Starting with 1940’s Road to Singapore, these films presented a breathless assemblage of quips, one-liners, celebrity cameos, audience asides, silly songs, pretty girls and phony-baloney exoticism. The 1942 entry Road to Morocco was one of only 400 American films that made it onto the AFI 100 ballot, but 1952’s Road to Bali may be the silliest and ultimately the most satisfying in the series.
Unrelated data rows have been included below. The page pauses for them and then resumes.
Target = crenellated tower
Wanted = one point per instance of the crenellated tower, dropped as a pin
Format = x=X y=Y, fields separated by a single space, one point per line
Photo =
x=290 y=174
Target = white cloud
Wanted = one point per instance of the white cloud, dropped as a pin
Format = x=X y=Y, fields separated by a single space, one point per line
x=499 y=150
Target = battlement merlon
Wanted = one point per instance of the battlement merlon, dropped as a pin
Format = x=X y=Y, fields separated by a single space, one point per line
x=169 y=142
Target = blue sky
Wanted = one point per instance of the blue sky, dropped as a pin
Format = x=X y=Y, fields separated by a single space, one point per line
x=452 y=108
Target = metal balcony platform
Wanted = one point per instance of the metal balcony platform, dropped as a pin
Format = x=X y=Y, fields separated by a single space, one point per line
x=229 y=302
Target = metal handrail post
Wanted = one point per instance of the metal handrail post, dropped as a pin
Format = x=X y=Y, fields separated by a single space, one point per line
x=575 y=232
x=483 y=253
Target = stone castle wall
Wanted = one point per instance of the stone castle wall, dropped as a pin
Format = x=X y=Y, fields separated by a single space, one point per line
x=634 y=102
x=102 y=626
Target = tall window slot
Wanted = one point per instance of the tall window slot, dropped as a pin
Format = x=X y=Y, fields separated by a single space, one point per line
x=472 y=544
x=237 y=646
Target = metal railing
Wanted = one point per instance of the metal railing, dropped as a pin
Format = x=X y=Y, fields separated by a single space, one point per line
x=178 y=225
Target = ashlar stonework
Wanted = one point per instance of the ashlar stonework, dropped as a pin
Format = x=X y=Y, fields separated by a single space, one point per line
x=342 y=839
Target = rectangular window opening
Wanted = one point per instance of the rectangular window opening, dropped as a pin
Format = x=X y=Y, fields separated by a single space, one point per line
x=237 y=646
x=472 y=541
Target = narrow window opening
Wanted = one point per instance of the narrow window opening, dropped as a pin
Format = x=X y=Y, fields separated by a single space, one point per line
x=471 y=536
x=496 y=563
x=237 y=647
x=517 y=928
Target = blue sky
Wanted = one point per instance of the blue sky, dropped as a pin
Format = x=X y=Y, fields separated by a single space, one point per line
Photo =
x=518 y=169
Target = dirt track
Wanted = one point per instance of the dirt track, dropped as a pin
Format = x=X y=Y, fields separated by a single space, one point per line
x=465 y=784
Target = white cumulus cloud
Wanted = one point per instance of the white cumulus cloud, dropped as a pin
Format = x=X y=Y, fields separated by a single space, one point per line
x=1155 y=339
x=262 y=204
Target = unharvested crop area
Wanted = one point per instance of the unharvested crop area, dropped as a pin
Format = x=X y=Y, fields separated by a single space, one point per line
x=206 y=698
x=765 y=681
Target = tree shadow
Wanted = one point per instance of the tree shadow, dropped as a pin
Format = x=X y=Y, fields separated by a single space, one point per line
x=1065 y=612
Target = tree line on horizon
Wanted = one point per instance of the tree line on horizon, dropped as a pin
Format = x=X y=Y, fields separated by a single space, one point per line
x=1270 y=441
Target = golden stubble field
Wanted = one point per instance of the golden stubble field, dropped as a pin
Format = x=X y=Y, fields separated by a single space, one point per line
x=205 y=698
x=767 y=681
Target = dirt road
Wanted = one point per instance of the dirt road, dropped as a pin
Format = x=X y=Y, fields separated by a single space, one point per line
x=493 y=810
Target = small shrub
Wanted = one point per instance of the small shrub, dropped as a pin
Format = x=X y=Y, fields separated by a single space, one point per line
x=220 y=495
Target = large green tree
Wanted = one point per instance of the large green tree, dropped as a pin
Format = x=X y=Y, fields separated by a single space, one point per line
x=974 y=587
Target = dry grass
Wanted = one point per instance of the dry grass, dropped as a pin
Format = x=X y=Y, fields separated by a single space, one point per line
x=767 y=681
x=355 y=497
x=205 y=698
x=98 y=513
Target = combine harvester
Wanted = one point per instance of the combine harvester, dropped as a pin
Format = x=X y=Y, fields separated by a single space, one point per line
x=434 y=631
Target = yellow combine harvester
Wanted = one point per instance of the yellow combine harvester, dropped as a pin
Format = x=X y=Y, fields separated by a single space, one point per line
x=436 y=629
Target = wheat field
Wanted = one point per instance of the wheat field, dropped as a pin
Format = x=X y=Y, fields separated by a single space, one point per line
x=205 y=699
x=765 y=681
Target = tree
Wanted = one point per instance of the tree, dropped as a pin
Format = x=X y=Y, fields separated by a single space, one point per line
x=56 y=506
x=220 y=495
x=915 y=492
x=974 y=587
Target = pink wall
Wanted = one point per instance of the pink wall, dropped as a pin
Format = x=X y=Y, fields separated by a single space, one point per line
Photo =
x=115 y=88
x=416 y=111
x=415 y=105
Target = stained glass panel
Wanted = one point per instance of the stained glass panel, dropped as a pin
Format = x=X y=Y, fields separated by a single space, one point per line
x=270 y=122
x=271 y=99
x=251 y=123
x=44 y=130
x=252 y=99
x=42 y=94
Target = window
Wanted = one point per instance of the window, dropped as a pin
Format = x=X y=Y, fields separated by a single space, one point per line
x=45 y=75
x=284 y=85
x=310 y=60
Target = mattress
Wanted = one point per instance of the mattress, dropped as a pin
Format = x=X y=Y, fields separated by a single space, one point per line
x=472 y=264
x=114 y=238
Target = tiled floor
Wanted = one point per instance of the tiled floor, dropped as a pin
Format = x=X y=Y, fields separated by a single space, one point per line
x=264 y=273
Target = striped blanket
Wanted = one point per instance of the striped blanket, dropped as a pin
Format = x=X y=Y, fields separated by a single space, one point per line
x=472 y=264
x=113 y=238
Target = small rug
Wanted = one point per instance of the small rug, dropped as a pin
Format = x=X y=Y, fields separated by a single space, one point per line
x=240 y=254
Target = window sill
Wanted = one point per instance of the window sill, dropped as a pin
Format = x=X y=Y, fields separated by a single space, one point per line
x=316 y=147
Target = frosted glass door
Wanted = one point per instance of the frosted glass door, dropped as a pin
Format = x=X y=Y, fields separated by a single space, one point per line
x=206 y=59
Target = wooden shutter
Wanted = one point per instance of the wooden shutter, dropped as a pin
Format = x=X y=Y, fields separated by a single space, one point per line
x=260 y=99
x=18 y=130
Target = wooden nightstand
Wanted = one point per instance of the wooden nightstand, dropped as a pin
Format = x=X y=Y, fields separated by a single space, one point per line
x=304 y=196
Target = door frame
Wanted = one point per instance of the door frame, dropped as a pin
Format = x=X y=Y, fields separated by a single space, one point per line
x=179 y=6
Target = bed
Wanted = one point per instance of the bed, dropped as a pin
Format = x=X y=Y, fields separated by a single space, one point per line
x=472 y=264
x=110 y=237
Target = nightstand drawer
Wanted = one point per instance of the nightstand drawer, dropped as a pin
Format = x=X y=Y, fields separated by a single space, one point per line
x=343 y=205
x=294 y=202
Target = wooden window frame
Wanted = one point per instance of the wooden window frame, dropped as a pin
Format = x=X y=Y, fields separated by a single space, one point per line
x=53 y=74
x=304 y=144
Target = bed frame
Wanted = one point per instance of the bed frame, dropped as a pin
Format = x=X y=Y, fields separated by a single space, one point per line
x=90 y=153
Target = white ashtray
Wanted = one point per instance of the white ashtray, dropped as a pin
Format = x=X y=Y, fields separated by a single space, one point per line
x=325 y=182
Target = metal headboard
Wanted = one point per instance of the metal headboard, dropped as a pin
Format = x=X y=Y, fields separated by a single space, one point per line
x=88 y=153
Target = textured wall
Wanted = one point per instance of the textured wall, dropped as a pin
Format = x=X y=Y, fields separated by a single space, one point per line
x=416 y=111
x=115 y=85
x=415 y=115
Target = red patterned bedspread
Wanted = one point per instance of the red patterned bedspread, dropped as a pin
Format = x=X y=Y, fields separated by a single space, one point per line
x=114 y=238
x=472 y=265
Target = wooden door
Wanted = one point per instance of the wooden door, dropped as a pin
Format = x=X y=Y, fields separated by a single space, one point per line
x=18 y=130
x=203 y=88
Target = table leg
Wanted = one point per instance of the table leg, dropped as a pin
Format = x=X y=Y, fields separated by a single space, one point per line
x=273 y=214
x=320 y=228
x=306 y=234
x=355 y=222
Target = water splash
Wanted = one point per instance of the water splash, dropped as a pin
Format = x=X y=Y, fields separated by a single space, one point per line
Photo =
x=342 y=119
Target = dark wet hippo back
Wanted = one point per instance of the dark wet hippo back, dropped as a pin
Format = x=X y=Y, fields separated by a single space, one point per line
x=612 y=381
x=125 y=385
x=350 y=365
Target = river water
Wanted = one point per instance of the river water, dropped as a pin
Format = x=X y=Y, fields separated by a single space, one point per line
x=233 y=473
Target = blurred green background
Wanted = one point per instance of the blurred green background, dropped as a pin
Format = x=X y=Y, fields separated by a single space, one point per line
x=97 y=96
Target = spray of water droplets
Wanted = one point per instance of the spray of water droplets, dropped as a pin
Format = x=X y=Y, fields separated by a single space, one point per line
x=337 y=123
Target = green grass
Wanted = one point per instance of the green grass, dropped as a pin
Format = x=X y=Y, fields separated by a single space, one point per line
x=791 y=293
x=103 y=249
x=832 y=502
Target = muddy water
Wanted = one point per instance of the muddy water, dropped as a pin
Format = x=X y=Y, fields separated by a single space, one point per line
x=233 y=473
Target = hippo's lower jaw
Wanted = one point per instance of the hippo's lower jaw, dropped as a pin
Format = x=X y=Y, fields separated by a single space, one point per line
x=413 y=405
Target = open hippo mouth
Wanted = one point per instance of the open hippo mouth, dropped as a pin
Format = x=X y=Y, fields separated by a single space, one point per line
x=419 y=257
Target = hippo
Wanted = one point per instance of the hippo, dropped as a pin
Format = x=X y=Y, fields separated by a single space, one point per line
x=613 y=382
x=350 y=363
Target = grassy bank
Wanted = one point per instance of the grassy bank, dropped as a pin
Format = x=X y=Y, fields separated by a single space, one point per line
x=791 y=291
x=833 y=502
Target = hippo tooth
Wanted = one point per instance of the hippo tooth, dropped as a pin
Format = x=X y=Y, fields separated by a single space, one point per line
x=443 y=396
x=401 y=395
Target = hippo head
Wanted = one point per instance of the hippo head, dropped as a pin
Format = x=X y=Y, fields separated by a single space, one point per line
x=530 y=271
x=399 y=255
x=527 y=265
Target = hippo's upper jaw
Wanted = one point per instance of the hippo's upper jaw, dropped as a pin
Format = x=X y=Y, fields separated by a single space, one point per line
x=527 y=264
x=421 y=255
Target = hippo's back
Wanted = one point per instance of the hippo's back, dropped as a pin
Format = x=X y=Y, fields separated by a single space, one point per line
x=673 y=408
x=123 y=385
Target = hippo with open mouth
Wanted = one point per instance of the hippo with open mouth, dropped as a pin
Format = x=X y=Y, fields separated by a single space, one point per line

Like most of the others, it stars Hope and Crosby as itinerant entertainers chasing after girls and joking their way through some back-lot “paradise.” As usual, the ever-luscious Dorothy Lamour co-stars, here as Princess Lalah, the shapely native girl who becomes the competition for Bob and Bing’s salacious affections; her ludicrous pointy headdress and island-lagoon musical number are campy highlights.

The plot—pure piffle about a legendary Scottish treasure protected by a killer South Seas octopus—is a mere framework for the film’s rapid-fire gags. Hope provides the best moments with a series of wink-to-the-audience one-liners—as, for instance, when the soundtrack cues up the de rigueur der Bingel ballad, and Hope looks into the camera to quip, “He’s gonna sing, folks; now’s the time to go out and get the popcorn.”

Road to Bali is being paired with the 1947 entry Road to Rio (which follows essentially the same formula), and released as a two-disc “double feature”; the picture and sound quality improve on some of the unlicensed copies of the Road movies previously released to DVD.